ノート(番外) 自分に都合のよい証拠や事実は輝いて見える 複眼的な視点の重要さ(参加者との質疑応答)

(未読であれば「ノート(番外) 自分に都合のよい証拠や事実は輝いて見える 複眼的な視点の重要さ(上)」を先にご覧ください。購読者でなくてもかなりの部分まで読めるように少し工夫させていただいていますので)

 講演の参加者からは、休憩時間中に質問事項をメモ書きし、提出してもらいました。すべての質問に答えようとしたため、時間の関係などから答えが簡潔すぎたものも多々ありました。ここで改めて参加者の質問を取り上げ、詳細な回答を記したいと思います。

1 キャリアについて

●刑の執行を終えて10年経過すれば弁護士登録が可能となるが、今後、弁護士登録をするつもりは?

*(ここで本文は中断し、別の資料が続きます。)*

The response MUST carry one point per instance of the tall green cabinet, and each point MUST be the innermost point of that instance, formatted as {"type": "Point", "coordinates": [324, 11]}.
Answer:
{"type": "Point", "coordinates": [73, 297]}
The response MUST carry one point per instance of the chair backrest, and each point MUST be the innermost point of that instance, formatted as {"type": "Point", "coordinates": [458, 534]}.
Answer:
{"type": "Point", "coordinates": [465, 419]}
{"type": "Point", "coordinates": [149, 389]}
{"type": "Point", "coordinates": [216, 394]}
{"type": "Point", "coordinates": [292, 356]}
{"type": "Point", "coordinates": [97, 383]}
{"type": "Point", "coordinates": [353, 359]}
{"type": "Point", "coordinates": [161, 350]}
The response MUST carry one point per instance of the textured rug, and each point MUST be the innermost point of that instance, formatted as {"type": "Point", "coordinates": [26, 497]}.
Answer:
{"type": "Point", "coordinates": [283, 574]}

→一切ない。「在野法曹」とはいうものの、結局のところ「弁護士会」という組織の枠組みの中で活動せざるを得なくなるし、何よりも依頼者に縛られてしまう。事務所の運営も何かと大変。第二の人生は組織に属さず、そうした縛りからも解放され、自分のやりたいことを思いのままにやっていきたい。

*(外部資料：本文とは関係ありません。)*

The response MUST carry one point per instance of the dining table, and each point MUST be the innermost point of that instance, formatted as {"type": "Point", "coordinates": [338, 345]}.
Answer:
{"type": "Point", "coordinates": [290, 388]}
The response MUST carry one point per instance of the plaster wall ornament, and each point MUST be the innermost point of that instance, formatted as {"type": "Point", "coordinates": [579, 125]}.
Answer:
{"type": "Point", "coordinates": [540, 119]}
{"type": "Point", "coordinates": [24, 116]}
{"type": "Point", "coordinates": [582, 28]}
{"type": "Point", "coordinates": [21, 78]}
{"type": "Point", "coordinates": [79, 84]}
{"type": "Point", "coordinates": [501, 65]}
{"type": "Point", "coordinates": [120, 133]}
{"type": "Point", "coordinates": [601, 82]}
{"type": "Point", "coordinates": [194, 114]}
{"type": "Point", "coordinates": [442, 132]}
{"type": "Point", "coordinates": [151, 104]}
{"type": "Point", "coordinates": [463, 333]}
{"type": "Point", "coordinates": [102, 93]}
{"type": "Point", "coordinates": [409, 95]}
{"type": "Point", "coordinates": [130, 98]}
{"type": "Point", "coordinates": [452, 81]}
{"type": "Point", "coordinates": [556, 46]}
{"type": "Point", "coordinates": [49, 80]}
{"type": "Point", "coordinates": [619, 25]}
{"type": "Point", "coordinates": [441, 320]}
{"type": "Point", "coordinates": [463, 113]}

 また、たとえ刑期を終えて復権したとしても、弁護士会のような狭量な組織が「刑務所帰りの前科者」を、それも刑事司法に対する信頼を失墜させた者を受け入れるはずがない。

 法曹界から距離を置き、しかも現職時代に検事として対立しただけでなく、その後、刑事・民事の両名で弁護士に事件を依頼した経験があるものだからこそ、ユーザー目線に立ちつつ、弁護士や弁護士会、彼らの活動に対する忌憚のない意見を示すこともできる。

●司法試験を目指す学生に検事はオススメできる?

→国家公務員ということで経済的に安定しているうえ、官舎や福利厚生も充実しているから、職業の一つとしてオススメできる。

●刑事事件に携わるなら検事と弁護士とどちらがいい?

→何がやりたいかにもよるが、検事になって内情を知り、途中で辞めて刑事事件専門の弁護士になるのも一つのやり方ではないか。

●検事になったことを後悔している?

→後悔はしていない。ただ、司法修習生のときに悩んだとおり、もし広島で少年事件専門の弁護士になっていたら、自分の人生はどう変わっていただろうと思うことはある。

●ロースクールで実務家教員が青田買いをしていると聞いたが、予備試験ルートのためロースクールを卒業できない身としては不安。検事に任官するにあたりコネは大事?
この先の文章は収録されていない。